Movie review
March 12, 2020 · 115 min · PG
Woke Score
Lower is better
Review
I Still Believe is a 2020 biographical drama about Christian music singer Jeremy Camp and his first wife Melissa, who was diagnosed with ovarian cancer shortly after their marriage. The story follows their romance, her illness and death, Jeremy’s music career, and his personal struggle with faith and loss. The film centers on Christian themes of hope, redemption through suffering, and trust in God, presented through emotional performances and original music without any modern identity or activist framing.
Breakdown
These are the editorial factors and ratings behind our score for I Still Believe.

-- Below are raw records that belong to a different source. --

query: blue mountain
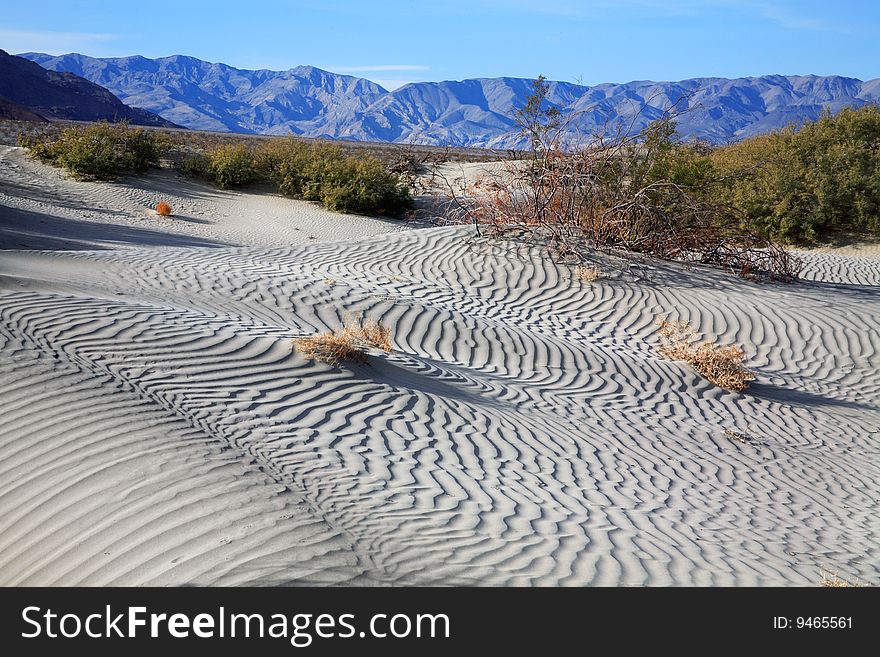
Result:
[21,53,880,148]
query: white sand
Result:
[0,145,880,585]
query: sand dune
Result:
[0,147,880,585]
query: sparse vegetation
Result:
[819,569,862,589]
[574,265,605,283]
[293,319,394,365]
[452,78,800,280]
[19,122,169,180]
[704,105,880,243]
[181,139,412,216]
[724,429,753,445]
[657,317,755,392]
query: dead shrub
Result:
[819,569,862,589]
[293,319,394,365]
[445,78,800,280]
[574,265,605,283]
[657,317,755,392]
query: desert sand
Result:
[0,148,880,586]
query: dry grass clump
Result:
[293,319,394,365]
[819,570,862,589]
[724,429,752,445]
[574,265,605,283]
[657,317,755,392]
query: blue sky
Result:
[0,0,880,88]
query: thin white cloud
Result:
[368,78,415,91]
[0,29,120,55]
[328,64,430,73]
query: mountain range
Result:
[0,50,178,128]
[15,53,880,148]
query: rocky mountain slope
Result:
[0,50,178,127]
[22,53,880,148]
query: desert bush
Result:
[180,138,412,217]
[574,265,604,283]
[293,319,393,365]
[21,122,169,180]
[256,139,412,217]
[657,317,755,392]
[709,105,880,243]
[819,569,862,589]
[450,78,800,280]
[180,144,261,189]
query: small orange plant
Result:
[293,319,393,365]
[657,317,755,392]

Woke representation / casting
Casting uses actors in roles that align with the real individuals depicted, with no audience-visible emphasis on diversity quotas, identity signaling, or representation priorities in the story, marketing, or production choices.
Woke political dialogue
Dialogue focuses on romance, music, family, illness, and personal questions about faith and God’s purposes, with no activist language, identity terms, or political messaging present.

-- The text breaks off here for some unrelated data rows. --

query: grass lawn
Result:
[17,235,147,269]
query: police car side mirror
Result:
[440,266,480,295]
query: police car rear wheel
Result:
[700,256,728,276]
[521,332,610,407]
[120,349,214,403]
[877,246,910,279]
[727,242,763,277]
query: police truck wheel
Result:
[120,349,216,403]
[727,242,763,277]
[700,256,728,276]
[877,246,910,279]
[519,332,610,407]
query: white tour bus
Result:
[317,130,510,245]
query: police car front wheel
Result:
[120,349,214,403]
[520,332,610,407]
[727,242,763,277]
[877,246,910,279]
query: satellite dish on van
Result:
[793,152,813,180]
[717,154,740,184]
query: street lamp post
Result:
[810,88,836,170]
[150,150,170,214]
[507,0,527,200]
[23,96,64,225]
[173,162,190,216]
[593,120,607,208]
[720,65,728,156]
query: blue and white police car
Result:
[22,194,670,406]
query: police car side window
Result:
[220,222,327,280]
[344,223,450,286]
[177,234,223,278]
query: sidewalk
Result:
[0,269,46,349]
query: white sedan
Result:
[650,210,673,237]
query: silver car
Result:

Identity-driven story themes
The core narrative follows a real couple’s journey of love, marriage, terminal illness, and Christian faith tested by loss, centered on hope in Jesus rather than any race, gender, sexuality, or social-justice themes.
Western institutional / cultural critique
The film affirms traditional Christian faith, marriage, and personal responsibility to God; it portrays spiritual struggles as individual and redemptive without activist critiques of institutions, patriarchy, masculinity, or Western culture.
Production
Woke character or canon changes
Not relevant. This is a dramatized biopic of specific real historical figures with no established fictional canon or ideological reinterpretations of identity or history.
Anti-woke backlash and complaints
No notable anti-woke or right-leaning complaints exist that accuse the film of promoting woke, DEI, or identity politics content; public discussion instead centers on its religious themes or general storytelling.
Creator track record context
Key creatives including the Erwin brothers, Jon Gunn, Tony Young, and Kevin Downes have built careers in faith-based Christian filmmaking through Kingdom Story Company, focusing on inspirational stories of redemption and belief rather than identity politics or activist causes.